According to Greaney, who has written a book about R.H. Benson’s novels, Roman Catholic theologians, including the Pope, have gotten it wrong about Benson’s writings being intended as dystopian prophecies. In fact, writes Greaney, he should be best remembered as a satirist who was admired by and influenced the writings of, inter alia, Evelyn Waugh:

Benson, in fact, appears to have inspired Waugh in some of Waugh’s more appalling and much blacker satires. Waugh’s gruesomely funny The Loved One: An Anglo-American Tragedy (1948) seems to have used Benson’s amusingly grim A Winnowing (1910) as something of a springboard. Waugh’s short story, “Out of Depth” shares elements and a theme with The Dawn of All — as, surprisingly, does Kurt Vonnegut, Jr.’s Slaughterhouse Five (1969). In Waugh’s novella Love Among the Ruins (1953 . . . with illustrations by the author), which he characterized as a light diversion to while away a few hours, we see a sprightly (if you’ve got a peculiar idea of sprightliness) alternative version of what Benson lambasted in Lord of the World.

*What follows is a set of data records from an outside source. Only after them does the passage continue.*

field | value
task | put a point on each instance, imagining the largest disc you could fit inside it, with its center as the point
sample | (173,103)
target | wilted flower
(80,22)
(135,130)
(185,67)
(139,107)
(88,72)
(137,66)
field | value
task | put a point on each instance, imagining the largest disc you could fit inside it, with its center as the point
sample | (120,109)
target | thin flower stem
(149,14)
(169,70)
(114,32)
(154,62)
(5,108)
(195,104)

Greaney writes that, according to Waugh,  Benson was a “brilliant if somewhat low-key satirist exposing the foibles of humanity with wit and irony, as the definition of satire has it.” Greaney doesn’t cite any of Waugh’s writings on Benson, but he may have in mind the preface Waugh wrote for a 1956 U.S. reprint of Benson’s  historical novel or parable Richard Raynal, Solitary (originally published in 1912 as The History of Richard Raynal, Solitary). Benson is also mentioned in Ronald Knox (1959) where Waugh describes (176) his best known work, the dystopian novel Lord of the World (mentioned in quote) as “a vision… of the universal Church reduced to a fugitive Pope bearing solitary witness to the truth which all mankind else has abandoned.” But that novel about a future dystopia was not, as Greaney explains, an example of Benson’s satire. For that he recommends  A Winnowing, the novel that he claims was a “springboard” for Waugh’s The Loved One.